"I do food, I just happen to use a little more sugar," says Bryce Caron. The Food & Wine best new pastry chef— one of the first five ever named— was let go from Blackbird three weeks ago; on Friday it was announced that he's joining graham elliot, working in the kitchen alongside executive chef Andrew Brochu. And in this new job, he says that his goal is to "eliminate the position of pastry chef." We spoke with him Friday about how his new position came about and what he really plans to do at graham elliot.
So when you were let go from Blackbird, you were talking about pursuing something on the east or west coasts. Yet not only did graham elliot come through, it now seems like the obvious place for you to be. How did it come about?
Well, before the corpse was even cold, so to speak, I had a few job offers. And then Andrew Brochu texted me on Facebook and said hey, do you want to come in for dinner at graham elliot? And right after that, I guess Graham Elliot, the chef, texted Andrew and said, do you want to talk to him, and he already was. So I was fired on Friday, Andrew texted me on Saturday and I came in for dinner on Sunday.
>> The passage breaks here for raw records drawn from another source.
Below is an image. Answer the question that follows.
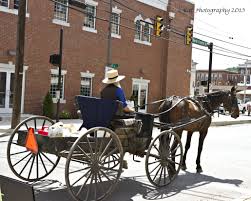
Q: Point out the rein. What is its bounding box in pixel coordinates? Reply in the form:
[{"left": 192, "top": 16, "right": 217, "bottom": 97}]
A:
[{"left": 153, "top": 97, "right": 212, "bottom": 117}]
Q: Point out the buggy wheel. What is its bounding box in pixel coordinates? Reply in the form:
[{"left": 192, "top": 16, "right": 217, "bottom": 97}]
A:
[
  {"left": 7, "top": 116, "right": 60, "bottom": 181},
  {"left": 145, "top": 130, "right": 183, "bottom": 187},
  {"left": 65, "top": 127, "right": 123, "bottom": 201}
]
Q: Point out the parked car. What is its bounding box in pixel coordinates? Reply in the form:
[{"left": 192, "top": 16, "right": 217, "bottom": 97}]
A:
[{"left": 246, "top": 101, "right": 251, "bottom": 116}]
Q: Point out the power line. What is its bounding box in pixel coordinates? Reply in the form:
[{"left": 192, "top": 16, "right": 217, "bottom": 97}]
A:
[
  {"left": 113, "top": 0, "right": 147, "bottom": 18},
  {"left": 193, "top": 32, "right": 251, "bottom": 50},
  {"left": 214, "top": 45, "right": 251, "bottom": 57},
  {"left": 192, "top": 46, "right": 247, "bottom": 61}
]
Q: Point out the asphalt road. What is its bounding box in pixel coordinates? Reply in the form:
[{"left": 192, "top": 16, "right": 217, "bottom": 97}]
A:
[{"left": 0, "top": 124, "right": 251, "bottom": 201}]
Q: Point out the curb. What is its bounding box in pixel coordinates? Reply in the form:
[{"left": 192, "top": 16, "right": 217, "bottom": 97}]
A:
[
  {"left": 210, "top": 120, "right": 251, "bottom": 126},
  {"left": 0, "top": 129, "right": 14, "bottom": 138},
  {"left": 233, "top": 196, "right": 251, "bottom": 201}
]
It was cool to see how what I do could work in the context of a tasting menu— I've never worked somewhere that did that kind of menu. So a week later I came in to stage— it was a weird night, we had two parties of twenty and were closed to the public. I saw some things about how I could work, where I could add a few things. And, well, I don't want to put words in their mouths about what they were thinking, but here we are.
So what's different about doing desserts for a tasting menu?
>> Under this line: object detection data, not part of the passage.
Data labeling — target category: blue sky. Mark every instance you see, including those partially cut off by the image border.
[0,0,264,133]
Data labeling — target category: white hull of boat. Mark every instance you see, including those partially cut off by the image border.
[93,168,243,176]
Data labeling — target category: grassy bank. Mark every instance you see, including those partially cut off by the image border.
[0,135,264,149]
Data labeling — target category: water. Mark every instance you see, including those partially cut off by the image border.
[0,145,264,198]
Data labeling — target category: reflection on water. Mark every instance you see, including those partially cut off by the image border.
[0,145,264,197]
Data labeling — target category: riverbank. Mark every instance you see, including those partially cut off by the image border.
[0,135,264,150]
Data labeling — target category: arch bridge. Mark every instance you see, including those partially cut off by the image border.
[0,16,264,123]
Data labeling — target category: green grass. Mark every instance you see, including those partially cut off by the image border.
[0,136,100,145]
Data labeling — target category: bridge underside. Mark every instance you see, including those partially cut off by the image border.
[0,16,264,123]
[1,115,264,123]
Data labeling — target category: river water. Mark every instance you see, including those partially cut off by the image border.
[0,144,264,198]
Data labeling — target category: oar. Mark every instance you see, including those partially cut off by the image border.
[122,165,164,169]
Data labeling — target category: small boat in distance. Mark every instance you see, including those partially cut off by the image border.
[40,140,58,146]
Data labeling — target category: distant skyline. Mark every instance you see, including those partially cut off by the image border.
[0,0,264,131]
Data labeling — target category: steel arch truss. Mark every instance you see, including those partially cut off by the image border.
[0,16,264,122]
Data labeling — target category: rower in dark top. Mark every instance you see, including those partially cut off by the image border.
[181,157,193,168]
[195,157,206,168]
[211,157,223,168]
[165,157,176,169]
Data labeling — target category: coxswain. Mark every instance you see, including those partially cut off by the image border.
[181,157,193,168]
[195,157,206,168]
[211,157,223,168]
The difference is that it's not just sending out one dish at the end of the meal. It's the opportunity to collaborate on a seamless transition. I'm responsible for the last four courses out of fifteen, plus the intermezzo and the amuse-bouche.
It always raises my hackles when I hear that I do savory desserts. I do food, I just happen to use a little more sugar. With a tasting menu there's the opportunity to contribute to the overall balance of the meal— one course is super-acidic, another one is super-sweet. If you have four or five dishes under your control, you can spread out the balance of the dishes.
My goal is to eliminate the position of "pastry chef." I'm a chef. It's an exciting opportunity for me, to be able to think about how to break up one palatial experience and make it balanced.
How do you see yourself working with Chef Brochu? We got the sense that you were kind of off by yourself in the second-floor pastry kitchen at Blackbird.
I should say that [Blackbird chef] David Posey is a dear friend and I loved working with him. But yeah, when he's working in the basement butchering a fish, and you're on the second floor, it's harder to talk. You can't just reach over and say "Here, taste this." Andrew and I will be in the same kitchen, working with the same equipment, the same ingredients, the same ovens, the same dry storage.
I'm really excited about collaborating with him, trying to make it a seamless menu. I lived around the corner from Kith & Kin and I probably went there 23 times in the ten months it was open. I think he does really exciting work when he's not just making fried chicken [a signature Kith & Kin dish].
So I can't wait to start. I'm off to Aspen for the Food & Wine Classic, where I'll meet up with Shawn Gawle [fellow F&W; best pastry chef, of New York's Corton]. Then it's back to work.